SINGAPORE--(BUSINESS WIRE)--A.M. Best has affirmed the financial strength rating of A- (Excellent) and the issuer credit ratings (ICR) of “a-” of Asia Capital Reinsurance Group Pte. Ltd. (Asia Capital Re) (Singapore) (Malaysia) and of Asia Capital Reinsurance Malaysia Sdn. Bhd (ACRM) (Malaysia). A.M. Best has also affirmed the ICR of “bbb-” of ACR Capital Holdings Pte. Ltd. (ACR) (Singapore). The outlook for all ratings is stable.
Asia Capital Re’s ratings consider its business profile and balance sheet strength. Since it started writing business, Asia Capital Re has grown its franchise across the Asia Pacific region. Supported by relationships with key cedents, its gross premiums have grown from USD 342 million in 2008 to USD 923 million in 2014. A capital injection after the 2011-12 catastrophe year, helped restore the company’s risk-adjusted capitalization to a level that supports its ratings.
Offsetting rating factors include its internal capital generation track record. Partly due to the 2011-12 catastrophes, the company has yet to show a track record of supporting its risk-adjusted capitalization from retained earnings.
The ratings for ACRM consider its balance sheet strength and its initiatives to deal with the soft market environment in Malaysia. ACRM’s balance sheet remains supported by a subordinated convertible bond until 2017. Underwriting risk is expected to decline during this period as management aims at prioritizing profitability over volume and Malaysia’s reinsurance market remains soft. To manage its expense ratio during this period, the company intends to grow fee income from providing shared services to affiliates and managing existing pool business.
Offsetting rating factors include the difficult environment for profitable growth in Malaysia’s non-life reinsurance market as direct insurers consolidate and retain more risk.
The ratings of ACR recognize the standard notching from Asia Capital Re, its primary operating entity.

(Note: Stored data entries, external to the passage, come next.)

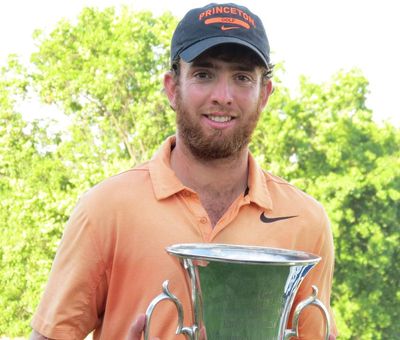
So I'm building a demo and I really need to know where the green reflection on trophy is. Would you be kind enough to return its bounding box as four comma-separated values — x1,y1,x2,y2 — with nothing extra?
145,243,330,340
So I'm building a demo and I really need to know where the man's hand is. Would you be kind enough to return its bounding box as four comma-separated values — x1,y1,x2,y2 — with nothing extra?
126,314,208,340
29,330,53,340
126,314,159,340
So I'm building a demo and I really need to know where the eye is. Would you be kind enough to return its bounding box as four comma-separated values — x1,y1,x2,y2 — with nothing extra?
236,74,251,81
194,71,212,80
235,73,253,82
234,73,257,87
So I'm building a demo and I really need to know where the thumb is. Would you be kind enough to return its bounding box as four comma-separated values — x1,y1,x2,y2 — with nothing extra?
126,314,146,340
126,314,160,340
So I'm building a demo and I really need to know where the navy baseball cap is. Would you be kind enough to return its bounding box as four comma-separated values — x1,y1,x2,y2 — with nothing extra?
171,3,270,67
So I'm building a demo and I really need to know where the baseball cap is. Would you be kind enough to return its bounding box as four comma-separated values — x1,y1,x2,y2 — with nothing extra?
171,3,270,67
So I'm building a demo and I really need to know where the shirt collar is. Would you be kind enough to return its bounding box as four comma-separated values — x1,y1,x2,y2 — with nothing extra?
149,135,273,210
149,136,185,200
246,153,273,211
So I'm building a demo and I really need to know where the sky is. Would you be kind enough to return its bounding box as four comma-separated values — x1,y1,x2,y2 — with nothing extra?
0,0,399,125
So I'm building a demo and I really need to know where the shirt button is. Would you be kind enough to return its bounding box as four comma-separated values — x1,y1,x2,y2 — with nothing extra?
200,217,208,224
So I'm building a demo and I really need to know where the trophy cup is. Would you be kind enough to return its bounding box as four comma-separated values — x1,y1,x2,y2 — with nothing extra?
144,243,331,340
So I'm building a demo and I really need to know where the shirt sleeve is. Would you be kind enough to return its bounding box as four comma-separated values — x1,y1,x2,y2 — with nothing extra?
31,197,108,340
289,204,338,339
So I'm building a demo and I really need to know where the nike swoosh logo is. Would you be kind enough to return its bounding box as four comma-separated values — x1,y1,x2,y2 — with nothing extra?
260,212,298,223
221,25,240,31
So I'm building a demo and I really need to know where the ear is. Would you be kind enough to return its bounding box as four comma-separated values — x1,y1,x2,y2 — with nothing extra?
259,79,273,111
164,71,178,110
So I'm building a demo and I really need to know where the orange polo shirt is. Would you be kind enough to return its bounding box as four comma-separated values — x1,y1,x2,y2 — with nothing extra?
31,136,337,339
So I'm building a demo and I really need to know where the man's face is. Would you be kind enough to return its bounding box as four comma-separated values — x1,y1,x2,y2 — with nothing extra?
166,51,272,161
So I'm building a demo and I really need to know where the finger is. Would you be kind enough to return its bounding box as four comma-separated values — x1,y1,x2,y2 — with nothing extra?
126,314,146,340
200,325,207,340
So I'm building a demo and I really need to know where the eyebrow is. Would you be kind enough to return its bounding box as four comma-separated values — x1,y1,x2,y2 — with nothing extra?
191,60,214,68
190,59,256,72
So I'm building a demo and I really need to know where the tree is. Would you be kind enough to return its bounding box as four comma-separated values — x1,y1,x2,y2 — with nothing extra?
1,7,177,335
251,68,400,339
31,6,177,164
0,56,70,335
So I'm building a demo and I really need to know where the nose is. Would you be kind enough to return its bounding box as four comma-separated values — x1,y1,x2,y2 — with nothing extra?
210,76,233,106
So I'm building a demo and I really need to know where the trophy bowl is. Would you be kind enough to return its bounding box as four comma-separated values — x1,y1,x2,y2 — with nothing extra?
145,243,330,340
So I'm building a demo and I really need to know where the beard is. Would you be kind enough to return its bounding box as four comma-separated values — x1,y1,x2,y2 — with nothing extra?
175,88,263,161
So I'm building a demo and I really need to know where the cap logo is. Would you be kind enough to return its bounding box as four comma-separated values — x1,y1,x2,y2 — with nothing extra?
205,17,249,30
199,6,256,31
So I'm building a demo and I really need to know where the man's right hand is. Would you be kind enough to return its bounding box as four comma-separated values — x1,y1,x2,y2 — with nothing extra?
29,330,53,340
126,314,159,340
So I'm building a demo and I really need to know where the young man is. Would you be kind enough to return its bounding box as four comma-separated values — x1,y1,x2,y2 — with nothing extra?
31,3,337,339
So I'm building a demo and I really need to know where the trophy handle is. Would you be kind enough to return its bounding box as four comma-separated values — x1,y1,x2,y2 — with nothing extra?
144,280,198,340
283,285,331,340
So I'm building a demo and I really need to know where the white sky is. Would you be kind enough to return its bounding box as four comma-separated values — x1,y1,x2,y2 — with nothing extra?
0,0,399,125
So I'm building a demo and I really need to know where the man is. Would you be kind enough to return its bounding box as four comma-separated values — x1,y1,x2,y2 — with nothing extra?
31,3,337,339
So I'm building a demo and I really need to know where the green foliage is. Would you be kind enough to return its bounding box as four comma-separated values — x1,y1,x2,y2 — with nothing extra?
1,7,176,336
0,57,66,335
0,6,398,339
31,6,177,163
252,68,400,339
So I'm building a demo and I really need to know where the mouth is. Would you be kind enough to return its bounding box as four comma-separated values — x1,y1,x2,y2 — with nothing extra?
205,114,234,123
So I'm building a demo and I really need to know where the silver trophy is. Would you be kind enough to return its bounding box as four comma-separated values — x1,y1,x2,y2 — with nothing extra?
145,243,330,340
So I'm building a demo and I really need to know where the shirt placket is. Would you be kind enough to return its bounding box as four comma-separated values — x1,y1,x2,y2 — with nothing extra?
181,190,212,241
209,194,252,241
181,190,253,242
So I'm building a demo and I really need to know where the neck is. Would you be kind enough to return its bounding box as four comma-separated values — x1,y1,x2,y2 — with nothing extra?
170,136,249,227
171,136,249,194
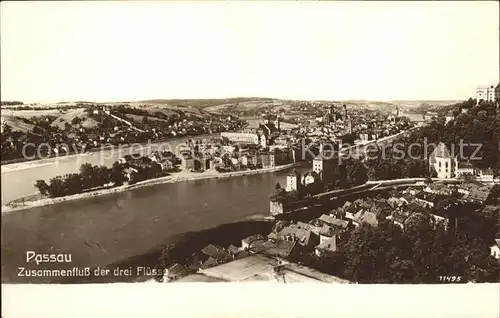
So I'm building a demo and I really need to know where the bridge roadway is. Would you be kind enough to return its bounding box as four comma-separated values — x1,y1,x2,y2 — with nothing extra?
339,126,421,158
276,178,462,216
314,177,460,200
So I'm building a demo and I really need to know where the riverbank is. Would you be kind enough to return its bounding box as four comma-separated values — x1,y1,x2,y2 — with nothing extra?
1,162,302,213
0,133,221,173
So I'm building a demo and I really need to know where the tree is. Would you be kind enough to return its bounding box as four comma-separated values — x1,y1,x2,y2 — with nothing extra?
342,223,400,283
2,124,12,134
275,182,282,190
79,163,95,176
71,117,82,125
110,162,126,186
34,180,49,196
486,184,500,205
389,258,416,283
459,173,475,183
47,176,66,197
342,158,368,187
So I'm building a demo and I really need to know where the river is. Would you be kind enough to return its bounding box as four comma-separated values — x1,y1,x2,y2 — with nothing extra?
1,152,310,282
1,134,219,203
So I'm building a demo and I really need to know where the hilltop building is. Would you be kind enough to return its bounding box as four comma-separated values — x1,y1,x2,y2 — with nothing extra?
475,83,500,105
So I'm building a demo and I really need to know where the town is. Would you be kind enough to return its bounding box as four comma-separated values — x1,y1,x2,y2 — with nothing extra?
104,85,499,284
4,97,419,206
2,84,500,285
2,3,499,317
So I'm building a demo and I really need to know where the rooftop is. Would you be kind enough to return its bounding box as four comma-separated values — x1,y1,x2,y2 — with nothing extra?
458,161,474,169
353,210,378,226
318,214,349,229
430,142,453,159
319,224,341,237
316,237,337,252
242,234,265,245
278,226,315,246
480,168,494,175
167,263,190,276
495,239,500,248
201,244,232,261
174,273,229,282
466,190,490,202
197,254,350,283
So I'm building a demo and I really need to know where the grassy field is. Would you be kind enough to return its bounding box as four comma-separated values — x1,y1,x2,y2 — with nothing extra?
1,115,36,133
1,109,64,118
123,113,171,125
50,108,98,130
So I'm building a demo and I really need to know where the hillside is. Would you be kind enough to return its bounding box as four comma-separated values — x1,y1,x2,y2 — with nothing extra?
50,108,99,130
134,98,461,115
137,97,274,108
129,103,216,118
135,98,281,115
1,115,35,133
1,98,464,121
391,100,463,114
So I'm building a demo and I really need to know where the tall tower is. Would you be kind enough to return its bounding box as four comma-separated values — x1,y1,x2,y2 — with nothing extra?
286,170,301,192
274,115,280,131
323,113,331,126
343,104,348,120
396,105,399,117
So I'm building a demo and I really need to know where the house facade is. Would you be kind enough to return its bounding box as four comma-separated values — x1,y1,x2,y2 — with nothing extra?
286,170,301,192
429,142,456,179
475,83,500,105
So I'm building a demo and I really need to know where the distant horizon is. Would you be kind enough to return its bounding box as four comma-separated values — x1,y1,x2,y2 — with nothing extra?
2,2,498,102
0,96,468,105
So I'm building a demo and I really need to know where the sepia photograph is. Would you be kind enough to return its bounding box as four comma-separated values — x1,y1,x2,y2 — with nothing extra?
1,1,499,317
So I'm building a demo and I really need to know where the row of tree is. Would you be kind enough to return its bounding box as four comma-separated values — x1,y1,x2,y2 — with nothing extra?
33,159,168,197
34,163,113,197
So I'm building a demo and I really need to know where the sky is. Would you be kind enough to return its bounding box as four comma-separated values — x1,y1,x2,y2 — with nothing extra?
1,1,499,103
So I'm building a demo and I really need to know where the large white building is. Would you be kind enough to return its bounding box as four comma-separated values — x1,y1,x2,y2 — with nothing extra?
429,142,456,179
220,132,260,145
475,83,500,105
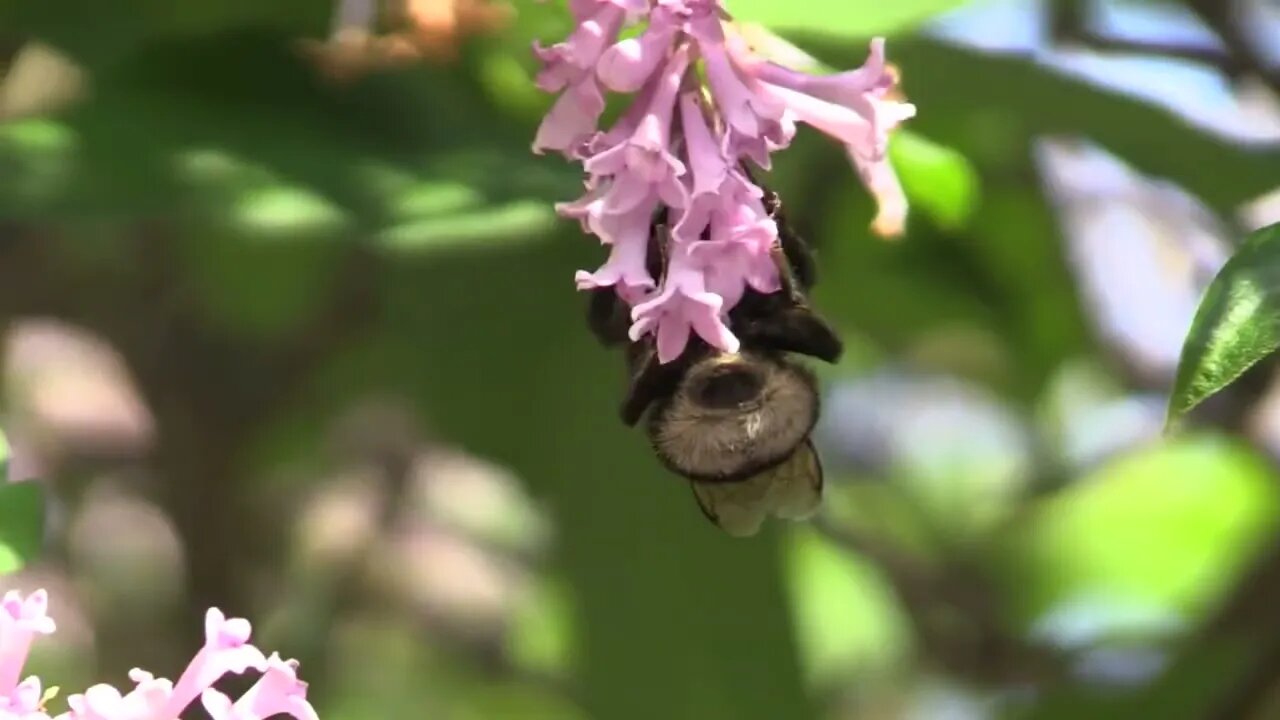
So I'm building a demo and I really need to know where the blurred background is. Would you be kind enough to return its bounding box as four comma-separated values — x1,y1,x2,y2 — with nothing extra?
0,0,1278,718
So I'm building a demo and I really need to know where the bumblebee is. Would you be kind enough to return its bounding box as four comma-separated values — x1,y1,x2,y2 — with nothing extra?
586,180,843,537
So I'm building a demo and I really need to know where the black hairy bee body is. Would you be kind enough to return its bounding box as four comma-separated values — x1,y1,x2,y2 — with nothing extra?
585,178,843,537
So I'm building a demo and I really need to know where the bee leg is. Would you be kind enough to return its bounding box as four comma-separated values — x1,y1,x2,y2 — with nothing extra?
585,288,630,347
739,307,844,364
749,175,817,291
619,340,687,426
775,213,818,292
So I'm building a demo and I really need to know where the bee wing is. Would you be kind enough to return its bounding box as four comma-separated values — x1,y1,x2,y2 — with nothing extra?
690,474,773,538
689,439,825,537
769,438,824,520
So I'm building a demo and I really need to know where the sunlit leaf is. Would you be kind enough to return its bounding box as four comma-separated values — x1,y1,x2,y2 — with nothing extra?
891,129,980,231
783,528,910,683
232,186,351,237
0,482,45,575
0,119,79,217
726,0,969,38
377,200,554,253
996,435,1280,624
1168,222,1280,426
507,577,576,676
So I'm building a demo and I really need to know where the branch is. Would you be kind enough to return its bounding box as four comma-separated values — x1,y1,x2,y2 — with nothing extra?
1194,535,1280,720
1072,33,1244,75
813,518,1069,686
1187,0,1280,96
1050,0,1252,77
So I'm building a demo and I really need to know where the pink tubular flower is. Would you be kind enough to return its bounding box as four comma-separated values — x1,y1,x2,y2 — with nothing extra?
630,237,739,363
596,5,679,92
751,38,916,236
149,608,270,718
200,654,317,720
533,0,916,362
532,75,606,156
533,2,628,93
2,676,48,719
0,590,320,720
583,42,691,213
532,0,655,156
573,200,658,301
0,590,56,706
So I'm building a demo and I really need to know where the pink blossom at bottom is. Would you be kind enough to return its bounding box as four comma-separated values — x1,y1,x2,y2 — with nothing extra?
201,654,317,720
0,589,319,720
0,590,56,700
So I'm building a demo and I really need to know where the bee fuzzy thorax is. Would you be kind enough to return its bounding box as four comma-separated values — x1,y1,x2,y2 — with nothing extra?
647,351,819,482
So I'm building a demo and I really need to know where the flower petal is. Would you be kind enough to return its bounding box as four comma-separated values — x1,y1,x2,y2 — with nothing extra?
218,655,319,720
532,77,607,156
160,609,267,718
849,143,908,238
679,92,728,198
596,13,678,92
0,591,55,696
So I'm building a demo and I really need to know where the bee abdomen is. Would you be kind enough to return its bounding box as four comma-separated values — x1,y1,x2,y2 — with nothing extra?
646,352,818,482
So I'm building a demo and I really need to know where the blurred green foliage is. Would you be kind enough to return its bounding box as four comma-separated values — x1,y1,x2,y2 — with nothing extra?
0,435,43,574
0,0,1279,719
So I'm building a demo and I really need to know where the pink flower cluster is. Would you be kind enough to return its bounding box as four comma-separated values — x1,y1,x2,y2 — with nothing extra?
0,590,318,720
532,0,916,363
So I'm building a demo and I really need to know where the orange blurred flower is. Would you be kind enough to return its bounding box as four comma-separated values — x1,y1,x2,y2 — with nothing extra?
302,0,512,82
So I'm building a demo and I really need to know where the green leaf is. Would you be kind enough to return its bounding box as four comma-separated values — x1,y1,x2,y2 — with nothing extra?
0,482,45,575
1168,222,1280,426
994,435,1280,625
0,119,80,219
725,0,969,38
782,528,910,684
891,129,980,231
506,577,577,677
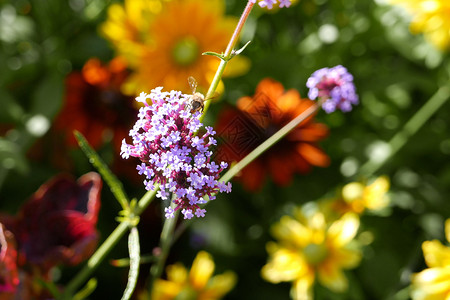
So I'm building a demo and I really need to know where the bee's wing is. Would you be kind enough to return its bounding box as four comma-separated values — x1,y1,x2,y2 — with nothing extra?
188,76,198,94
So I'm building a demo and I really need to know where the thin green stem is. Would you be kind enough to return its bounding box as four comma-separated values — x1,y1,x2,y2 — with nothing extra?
220,103,320,183
201,1,255,121
62,188,158,299
62,222,129,299
148,201,179,291
358,84,450,177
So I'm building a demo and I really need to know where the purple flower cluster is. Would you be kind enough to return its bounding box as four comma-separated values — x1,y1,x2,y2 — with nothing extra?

Positive rating momentum for Asia Capital Re could occur if the company is able to show a trend of consistently favorable and balanced operating results. A declining trend in the company’s Best Capital Adequacy Ratio due to profits not growing in line with business growth could result in negative rating pressure.
Positive rating momentum is unlikely for ACRM at present. Negative pressure to the ratings could arise if the company’s risk-adjusted capitalization deteriorates due to weak operating performance.
The methodology used in determining these interactive ratings is Best’s Credit Rating Methodology, which provides a comprehensive explanation of A.M. Best’s rating process and contains the different rating criteria employed in the rating process. Best’s Credit Rating Methodology can be found at www.ambest.com/ratings/methodology.
Key insurance criteria reports utilized:
- Catastrophe Analysis in A.M. Best Ratings
- Rating Members of Insurance Groups
- Risk Management and the Rating Process for Insurance Companies
- Understanding Universal BCAR
- Evaluating Country Risk
- Insurance Holding Company and Debt Ratings
- Equity Credit for Hybrid Securities
Ratings are communicated to rated entities prior to publication, and unless stated otherwise, the ratings were not amended subsequent to that communication.